Mr. Glowacki continued, “We are pleased to have sold our Michigan-based La Senorita brand on April 7, 2009 for $2.6 million. The sale will help us focus on our strategies of building Mission Burrito and enhancing our core concepts in our Southwestern-based trade area. The proceeds of the sale were used to reduce our existing bank debt.”
Mexican Restaurants, Inc. operates and franchises 73 Mexican restaurants. The current system includes 55 Company-operated restaurants, 17 franchisee operated restaurants and one licensed restaurant.

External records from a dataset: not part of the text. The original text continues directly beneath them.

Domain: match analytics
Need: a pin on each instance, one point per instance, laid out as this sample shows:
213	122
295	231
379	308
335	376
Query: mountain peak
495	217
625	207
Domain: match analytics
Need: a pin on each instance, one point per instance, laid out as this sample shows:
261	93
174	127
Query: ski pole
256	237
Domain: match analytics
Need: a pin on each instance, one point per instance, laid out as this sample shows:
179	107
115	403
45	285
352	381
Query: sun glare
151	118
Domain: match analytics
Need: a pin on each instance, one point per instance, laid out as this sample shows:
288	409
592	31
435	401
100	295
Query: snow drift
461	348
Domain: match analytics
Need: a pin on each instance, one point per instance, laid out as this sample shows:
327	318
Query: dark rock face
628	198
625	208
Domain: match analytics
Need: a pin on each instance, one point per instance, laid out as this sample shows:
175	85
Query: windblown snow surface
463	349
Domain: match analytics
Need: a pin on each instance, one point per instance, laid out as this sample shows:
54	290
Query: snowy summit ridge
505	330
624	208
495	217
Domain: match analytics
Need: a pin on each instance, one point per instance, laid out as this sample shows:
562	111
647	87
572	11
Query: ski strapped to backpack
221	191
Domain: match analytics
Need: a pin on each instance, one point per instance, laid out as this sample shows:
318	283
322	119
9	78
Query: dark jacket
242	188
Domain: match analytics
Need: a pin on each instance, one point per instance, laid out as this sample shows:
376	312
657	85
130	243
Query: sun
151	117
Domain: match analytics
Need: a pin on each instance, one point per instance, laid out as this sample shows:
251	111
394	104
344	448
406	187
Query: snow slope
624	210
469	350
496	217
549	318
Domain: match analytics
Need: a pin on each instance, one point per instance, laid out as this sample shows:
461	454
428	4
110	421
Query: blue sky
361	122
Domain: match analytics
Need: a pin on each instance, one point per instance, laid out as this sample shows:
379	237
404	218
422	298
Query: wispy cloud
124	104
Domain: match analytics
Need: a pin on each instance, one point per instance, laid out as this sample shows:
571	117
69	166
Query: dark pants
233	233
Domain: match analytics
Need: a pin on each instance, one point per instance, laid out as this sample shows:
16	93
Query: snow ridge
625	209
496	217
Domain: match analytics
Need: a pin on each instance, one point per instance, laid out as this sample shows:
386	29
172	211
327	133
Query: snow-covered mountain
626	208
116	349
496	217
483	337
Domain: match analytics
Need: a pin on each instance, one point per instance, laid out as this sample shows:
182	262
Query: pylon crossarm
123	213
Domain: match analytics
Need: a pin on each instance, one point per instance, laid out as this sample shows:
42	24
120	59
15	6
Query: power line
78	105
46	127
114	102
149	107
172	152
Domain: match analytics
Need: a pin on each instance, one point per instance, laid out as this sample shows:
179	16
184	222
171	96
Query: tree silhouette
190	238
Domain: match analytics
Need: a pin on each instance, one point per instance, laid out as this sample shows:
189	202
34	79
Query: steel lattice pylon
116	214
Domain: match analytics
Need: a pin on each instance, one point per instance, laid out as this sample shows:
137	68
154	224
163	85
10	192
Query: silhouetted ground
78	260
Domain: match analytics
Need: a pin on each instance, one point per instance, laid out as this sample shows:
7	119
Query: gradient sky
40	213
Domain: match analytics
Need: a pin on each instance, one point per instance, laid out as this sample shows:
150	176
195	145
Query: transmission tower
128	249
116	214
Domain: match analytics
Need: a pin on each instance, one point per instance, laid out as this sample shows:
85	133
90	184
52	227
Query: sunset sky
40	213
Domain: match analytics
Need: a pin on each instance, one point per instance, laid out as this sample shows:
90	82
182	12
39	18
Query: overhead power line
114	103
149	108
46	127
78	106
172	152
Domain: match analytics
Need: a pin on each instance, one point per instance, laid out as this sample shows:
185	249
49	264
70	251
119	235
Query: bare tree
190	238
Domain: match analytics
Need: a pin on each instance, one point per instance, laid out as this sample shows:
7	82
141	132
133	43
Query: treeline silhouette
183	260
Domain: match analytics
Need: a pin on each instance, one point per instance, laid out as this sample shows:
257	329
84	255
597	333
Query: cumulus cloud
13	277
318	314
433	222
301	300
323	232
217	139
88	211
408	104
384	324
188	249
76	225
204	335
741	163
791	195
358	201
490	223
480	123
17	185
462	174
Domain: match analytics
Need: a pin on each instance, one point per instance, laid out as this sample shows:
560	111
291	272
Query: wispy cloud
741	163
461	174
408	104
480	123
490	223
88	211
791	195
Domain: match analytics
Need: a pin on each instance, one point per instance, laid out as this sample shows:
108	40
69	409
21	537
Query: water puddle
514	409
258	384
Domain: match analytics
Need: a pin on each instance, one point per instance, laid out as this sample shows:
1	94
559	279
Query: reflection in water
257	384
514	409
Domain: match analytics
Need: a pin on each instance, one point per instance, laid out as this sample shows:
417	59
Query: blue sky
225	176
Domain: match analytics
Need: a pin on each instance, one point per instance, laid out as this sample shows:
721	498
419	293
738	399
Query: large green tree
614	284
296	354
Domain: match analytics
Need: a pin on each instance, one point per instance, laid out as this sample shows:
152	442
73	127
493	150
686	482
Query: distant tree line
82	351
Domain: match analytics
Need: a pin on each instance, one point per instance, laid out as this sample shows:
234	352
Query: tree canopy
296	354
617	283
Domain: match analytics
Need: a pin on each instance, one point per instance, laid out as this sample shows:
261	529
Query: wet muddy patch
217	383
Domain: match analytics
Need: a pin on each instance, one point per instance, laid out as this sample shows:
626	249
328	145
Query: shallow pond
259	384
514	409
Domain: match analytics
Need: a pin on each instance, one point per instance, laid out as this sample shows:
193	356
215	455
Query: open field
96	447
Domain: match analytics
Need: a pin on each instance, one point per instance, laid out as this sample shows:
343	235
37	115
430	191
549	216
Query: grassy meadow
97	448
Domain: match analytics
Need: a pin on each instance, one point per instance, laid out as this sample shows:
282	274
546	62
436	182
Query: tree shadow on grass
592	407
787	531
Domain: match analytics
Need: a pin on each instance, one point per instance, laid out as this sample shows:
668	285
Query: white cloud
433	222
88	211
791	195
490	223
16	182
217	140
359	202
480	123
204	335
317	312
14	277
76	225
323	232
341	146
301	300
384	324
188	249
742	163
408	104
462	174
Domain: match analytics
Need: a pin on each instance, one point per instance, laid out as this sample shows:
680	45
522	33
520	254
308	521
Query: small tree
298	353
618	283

Special Note Regarding Forward-Looking Statements
This press release contains forward-looking statements within the meaning of the Private Securities Litigation Reform Act of 1995. Such forward-looking statements involve known and unknown risks, uncertainties and other factors which may cause the actual results, performance or achievements of the Company to be materially different from any future results, performance or achievements expressed or implied by such forward-looking statements. Such factors include, among others, the following: growth strategy; dependence on executive officers; geographic concentration; increasing susceptibility to adverse conditions in the region; changes in consumer tastes and eating habits; national, regional or local economic and real estate conditions; demographic trends; inclement weather; traffic patterns; the type, number and location of competing restaurants; inflation; increased food, labor and benefit costs; the availability of experienced management and hourly employees; seasonality and the timing of new restaurant openings; changes in governmental regulations; dram shop exposure; and other factors not yet experienced by the Company. The use of words such as “believes”, “anticipates”, “expects”, “intends” and similar expressions are intended to identify forward-looking statements, but are not the exclusive means of identifying such statements. Readers are urged to carefully review and consider the various disclosures made by the Company in this release and in the Company’s most recent Annual Report and Form 10-K , that attempt to advise interested parties of the risks and factors that may affect the Company’s business.